Add bench-serve workload contracts#406
Conversation
|
I pushed one more harness increment at af365f7. Workload mode now honors --repetitions, records each case repetition, and adds per-case variance summaries for latency, TTFT, generation throughput, content size, policy-timeout failures, and quality failure rate. Validation is green locally and in CI run 24879357737. Local checks run: /opt/ai-runtime/venv-live/bin/python -m pytest -q tests/test_bench_serve.py tests/test_metrics.py
/opt/ai-runtime/venv-live/bin/python -m black --check vllm_mlx/bench_serve.py vllm_mlx/cli.py tests/test_bench_serve.py
/opt/homebrew/bin/uvx ruff check vllm_mlx/bench_serve.py vllm_mlx/cli.py tests/test_bench_serve.py --select E,F,W --ignore E402,E501,E731,F811,F841
git diff --check |
|
I pushed one more small addition at fa40b8f: direct SQLite output for both prompt sweeps and workload runs. Additional local validation: /opt/ai-runtime/venv-live/bin/python -m pytest -q tests/test_bench_serve.py tests/test_metrics.py
/opt/ai-runtime/venv-live/bin/python -m black --check vllm_mlx/bench_serve.py vllm_mlx/cli.py tests/test_bench_serve.py
/opt/homebrew/bin/uvx ruff check vllm_mlx/bench_serve.py vllm_mlx/cli.py tests/test_bench_serve.py --select E,F,W --ignore E402,E501,E731,F811,F841
git diff --check
/opt/ai-runtime/venv-live/bin/python -m vllm_mlx.cli bench-serve --workload examples/bench_serve_workload.json --model test-model --url http://127.0.0.1:1 --request-timeout-s 1 --output /tmp/bench-workload-out.db --format sqlite --scrape-metrics false
sqlite3 /tmp/bench-workload-out.db "select count(*), min(case_id), max(repetition) from bench_serve_workload;"CI is green on run 24879845684. |
janhilgard
left a comment
There was a problem hiding this comment.
Review: Add bench-serve workload contracts
Nice feature — this fills a real gap between raw prompt sweeps and production qualification. The design is well-thought-out: keeping policy_timeout_ms as comparison evidence rather than a hard pass/fail is the right call.
Things I like
- Clean separation between sweep mode and workload mode — no existing behavior changed.

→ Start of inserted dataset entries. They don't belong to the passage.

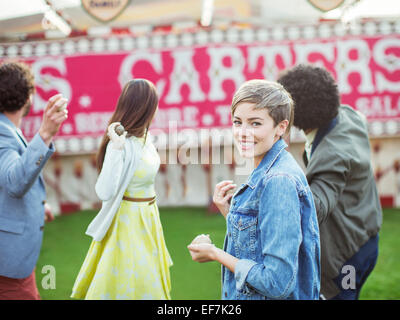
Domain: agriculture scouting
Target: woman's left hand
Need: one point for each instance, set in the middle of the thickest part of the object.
(203, 252)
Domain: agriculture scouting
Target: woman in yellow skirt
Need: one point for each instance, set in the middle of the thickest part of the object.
(128, 257)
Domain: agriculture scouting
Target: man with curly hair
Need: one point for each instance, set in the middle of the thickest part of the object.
(338, 160)
(22, 191)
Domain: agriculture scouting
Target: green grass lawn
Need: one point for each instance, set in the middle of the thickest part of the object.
(65, 245)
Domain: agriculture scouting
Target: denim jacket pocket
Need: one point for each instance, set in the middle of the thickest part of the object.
(244, 234)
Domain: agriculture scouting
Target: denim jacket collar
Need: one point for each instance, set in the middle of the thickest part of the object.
(266, 163)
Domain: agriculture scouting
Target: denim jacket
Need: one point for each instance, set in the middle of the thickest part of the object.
(272, 229)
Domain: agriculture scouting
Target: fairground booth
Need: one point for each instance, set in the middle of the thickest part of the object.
(198, 53)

request_pathsupport — avoids duplicating large prompt bodies in the workload JSON.- Variance tracking with
--repetitionsand per-case min/median/max summaries. - SQLite output for longitudinal comparisons is practical and well-implemented.
- Cache policy controls (
before-run,before-case) — critical for meaningful cold-start benchmarks. - Backward-compatible
parse_status_responseaccepting bothactive_memory_gband legacyactive_gbkeys. - Comprehensive test coverage — ~600 lines of new tests covering loading, quality checks, summaries, runners, formatters, and SQLite.
Suggestions
-
SQL injection in
_write_sqlite_rows(line ~1596): Thetableand column names are interpolated directly into SQL strings. While they're currently controlled by constants, consider using an allowlist check or at minimum an assertion thattablematches^[a-z_]+$. This is a defense-in-depth concern if someone later passes user input here. -
quality_failuresvsfailuresduplication insummarize_workload_results(lines ~1381 and ~1388): Both compute the same list (not r["quality"]["ok"]). One of them can be removed:quality_failures = [r for r in results if not r["quality"]["ok"]] # ... failures = [r for r in results if not r["quality"]["ok"]] # same as quality_failures
-
Missing
request_timeout_spropagation tohttpx.AsyncClient: Inrun_workload_case, theclientis created inrun_bench_serve_workloadwith the timeout, butstream_chat_completionreceives the client without any per-request timeout override. If a case has a very long expected runtime (e.g. 100K-token generation), the global transport timeout applies. This is probably fine for now, but worth documenting thatrequest_timeout_sis the HTTP transport ceiling for all cases. -
--formatdefault changed from"table"toNone(cli.py line ~1453): The fallback logic (args.format or "json"for workloads,args.format or "table"for sweeps) works, butNoneas a default with downstreamorfeels fragile. Consider using a sentinel or documenting the tri-state clearly. -
Workload example (
examples/bench_serve_workload.json): The"I cannot"entry inforbidden_regexcould be confusing — it's a plain string, not a regex. Works fine withre.search, but a comment in the docs noting that patterns are Python regex (where literal strings are valid) would help users. -
Minor:
_normalize_cache_policysilently normalizes underscores to hyphens. The CLIchoicesonly list hyphenated forms. If someone passesbefore_casein the workload JSON defaults, it works but isn't documented.
Questions
- Is there a plan to add a
--workloadoption to thevllm-mlx-benchstandalone tool as well, or is this intentionally limited tobench-serve(running server only)? - For the
jsoncheck invalidate_quality_checks: should it also validate against a JSON schema (e.g. checking required keys), or is that considered out of scope?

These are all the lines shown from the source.